ARM’s ASTC, or Adaptive Scalable Texture Compression, is a new texture compression format which offers better quality at lower bit rate than all of the current low dynamic range compression schemes available today, and matches the performance of the de facto high dynamic range codec. By allowing content developers to more finely tune their texture compression, ASTC will reduce the bandwidth required for textures further.
And now, for the first time, ASTC-capable hardware is in the hands of consumers thanks to the ARM Mali-T628 based Samsung Galaxy Note 3. For the consumer, the inclusion of ASTC means that applications which make use of it will have visibly better texture quality and smaller texture size, often at the same time. Smaller texture sizes result in faster downloads and, most importantly of all, lower power consumption as the GPU requires fewer memory accesses to display them.
Transaction Elimination
All the ARM Mali GPUs are tile-based renderers, coloring the pixels for a single tile of the screen in a small internal memory before writing it out to main memory. However, if the pixels in the tile have not changed since the last time it was written, there is no need to write it again. We can eliminate the memory transaction.
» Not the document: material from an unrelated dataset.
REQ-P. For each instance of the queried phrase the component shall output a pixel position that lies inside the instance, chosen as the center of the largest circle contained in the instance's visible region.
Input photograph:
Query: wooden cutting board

This reduces the bandwidth required to write the frame buffer, and with resolutions going up all the time, the frame buffer bandwidth is considerable. For the larger tablets, a 2560x1600 pixel display at 24 bits/pixel and 60 frames per second update requires a whopping 750MB/s just to write.
Transaction elimination helps to reduce that by between 30 and 80 percent, especially in crucial long-running use cases like UI, web browsing, and Angry Birds.
Frame Buffer Compression
How can we reduce frame buffer bandwidth further? An obvious idea is to compress it, but it’s not so obvious how. We need to preserve quality, so it should be lossless. It needs to be fast and cheap to compress and decompress. For video and GPU use cases, it also needs fast random access.
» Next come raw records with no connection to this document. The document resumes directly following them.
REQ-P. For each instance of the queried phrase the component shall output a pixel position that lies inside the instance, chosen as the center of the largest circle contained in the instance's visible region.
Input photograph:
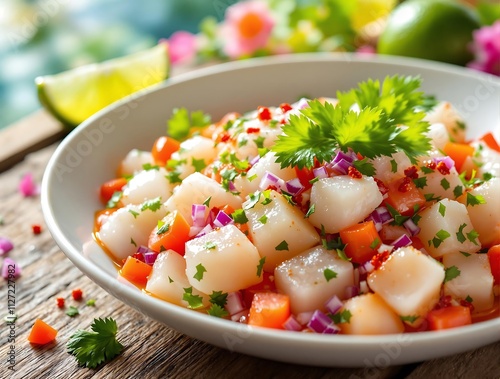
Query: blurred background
(39, 37)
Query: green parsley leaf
(194, 301)
(239, 216)
(200, 270)
(329, 274)
(153, 204)
(341, 317)
(72, 311)
(283, 245)
(475, 200)
(451, 273)
(92, 348)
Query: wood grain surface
(152, 350)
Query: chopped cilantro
(194, 301)
(153, 205)
(200, 270)
(92, 348)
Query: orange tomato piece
(404, 196)
(163, 148)
(459, 152)
(490, 141)
(171, 233)
(136, 271)
(42, 333)
(494, 259)
(110, 187)
(269, 310)
(449, 317)
(362, 241)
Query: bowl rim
(143, 300)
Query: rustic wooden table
(152, 350)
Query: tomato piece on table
(269, 310)
(362, 241)
(494, 259)
(172, 232)
(449, 317)
(136, 271)
(42, 333)
(110, 187)
(404, 196)
(163, 148)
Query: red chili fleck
(253, 130)
(263, 113)
(138, 256)
(381, 186)
(77, 294)
(431, 165)
(285, 107)
(379, 258)
(354, 173)
(405, 185)
(411, 172)
(442, 168)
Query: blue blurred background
(39, 37)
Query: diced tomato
(459, 152)
(110, 187)
(171, 233)
(362, 241)
(490, 141)
(136, 271)
(163, 148)
(267, 285)
(449, 317)
(494, 258)
(42, 333)
(269, 310)
(404, 196)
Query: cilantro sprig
(91, 348)
(389, 119)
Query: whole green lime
(439, 30)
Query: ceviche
(364, 213)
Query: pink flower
(182, 47)
(247, 27)
(486, 48)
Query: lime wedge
(72, 96)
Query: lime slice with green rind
(72, 96)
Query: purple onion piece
(402, 241)
(291, 323)
(334, 304)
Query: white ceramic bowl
(91, 153)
With the ARM Mali-V500 video processor and future High-End Midgard GPUs, we have included support for ARM Frame Buffer Compression, or AFBC for short.
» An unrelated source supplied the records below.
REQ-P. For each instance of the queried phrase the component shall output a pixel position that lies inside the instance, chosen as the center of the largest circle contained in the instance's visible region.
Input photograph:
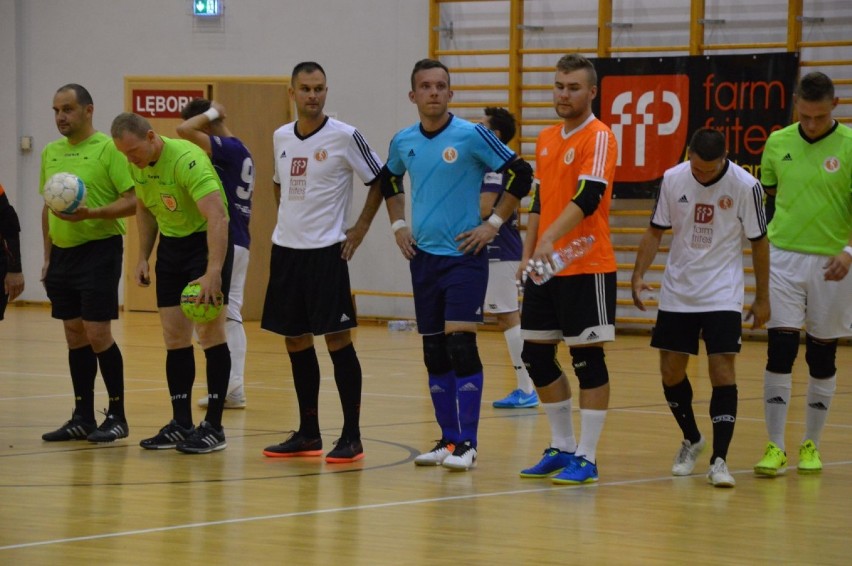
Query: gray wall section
(366, 46)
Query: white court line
(316, 512)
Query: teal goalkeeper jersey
(813, 206)
(103, 169)
(170, 188)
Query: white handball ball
(64, 192)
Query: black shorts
(578, 309)
(82, 281)
(308, 292)
(181, 260)
(679, 332)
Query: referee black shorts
(82, 281)
(184, 259)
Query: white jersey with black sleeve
(704, 270)
(316, 178)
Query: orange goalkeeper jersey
(563, 163)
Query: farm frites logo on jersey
(649, 116)
(298, 178)
(702, 230)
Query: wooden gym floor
(76, 503)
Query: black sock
(112, 370)
(180, 375)
(306, 376)
(83, 365)
(348, 377)
(218, 371)
(723, 413)
(679, 398)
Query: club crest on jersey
(170, 202)
(831, 165)
(726, 202)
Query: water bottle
(401, 325)
(541, 272)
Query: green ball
(201, 312)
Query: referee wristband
(495, 220)
(211, 113)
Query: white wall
(366, 46)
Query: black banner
(654, 104)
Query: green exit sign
(207, 8)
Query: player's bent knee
(782, 349)
(590, 367)
(541, 363)
(821, 356)
(435, 354)
(464, 354)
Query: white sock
(561, 426)
(516, 344)
(591, 421)
(820, 393)
(776, 401)
(235, 334)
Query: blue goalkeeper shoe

This is the secret of the ARM Mali-V500’s astonishingly low bandwidth figures. By compressing the intermediate reference frames used by the video codec, the bandwidth drops dramatically. Typical Blu-Ray content can be compressed by 40%, and this saving is multiplied with every read and write. For details, see my colleague Ola’s blog Mali-V500 video processor: reducing memory bandwidth with AFBC.
Future High-End Midgard GPUs will support AFBC for input, so they can directly use compressed video input, and also for output. This supports the popular technique of G-buffering, where intermediate rendering results are rendered out by the GPU and reused as textures in a final pass. This can be used to reduce computation but at the expense of bandwidth. By using AFBC, the bandwidth is reduced and the applicability of the technique widens.
Tying the System Together
These bandwidth reduction techniques can be applied to single cores, but the full potential is only realizable using a fully joined-up approach.
With all the IP blocks in the system supporting these technologies, we can achieve significant end-to-end savings in bandwidth and power.
And that will help to ensure that your next smartphone or tablet not only looks cool, but is cool too.